Кристина заметила стоявшего в глубине судебного зала Пека, он раскачивался на каблуках. Возможно, полицейский был одним из тех, кого ей следовало бы опасаться, подумала она.
– А если я вам скажу, что опасаюсь преследования?
Адвокатесса осмотрелась вокруг.
– С чьей стороны?
– Я не знаю. – Кристина склонилась ближе к ней. – Ну что ж, я…
Лучше ей промолчать.
– Просто я беспокоюсь, что меня могут преследовать.
Миссис Бертоли кивнула.
– Вы проводите меня до выхода? – спросила Кристина.
Женщина взглянула на часы.
– У меня скоро еще одно слушанье.
– Так вы меня не проводите?
Глаза миссис Бертоли были мертвыми, не выражающими ровно никакого интереса.

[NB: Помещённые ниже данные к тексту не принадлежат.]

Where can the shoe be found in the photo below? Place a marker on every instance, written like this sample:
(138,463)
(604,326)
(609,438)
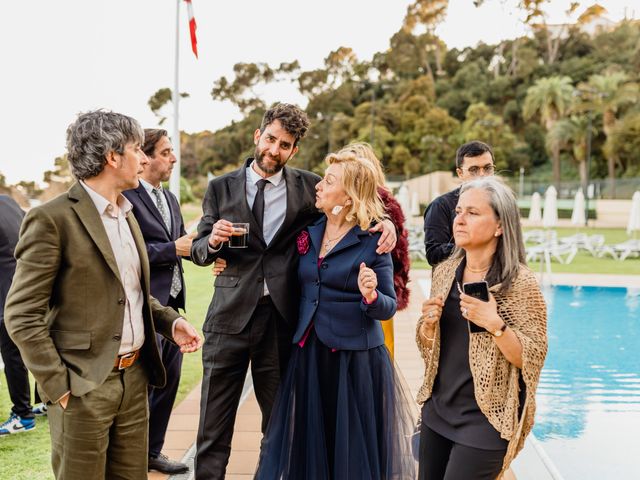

– Мисс Уэллес, вы вольны входить и выходить по своему желанию. Я не возьму с вас платы за сегодняшние услуги.
Детектив исчез. Но за ней мог следить кто-то другой за дверью зала суда. Она бы могла, конечно, подвязать волосы, или надеть солнечные очки, или переодеться в другой свитер, но что толку? К тому же при ней был ужасный и унизительный пластиковый пакет для мусора, который выдавал ее с головой. Она присела, сгорбившись, на сиденье в заднем ряду. Посижу здесь и все обдумаю, сказала она себе, не сдвинусь с места, пока не намечу план действий. Она была уверена, что за ней будут следить сразу же, как она выйдет из зала суда. Возможно, это сумасшествие. Но у нее были все основания подозревать, что все не так просто. Уж больно наглой звучала ложь Пека. Предположим, что кто-то, работающий на Тони Вердуччи, за всем наблюдает, предположим, он захочет с ней поговорить.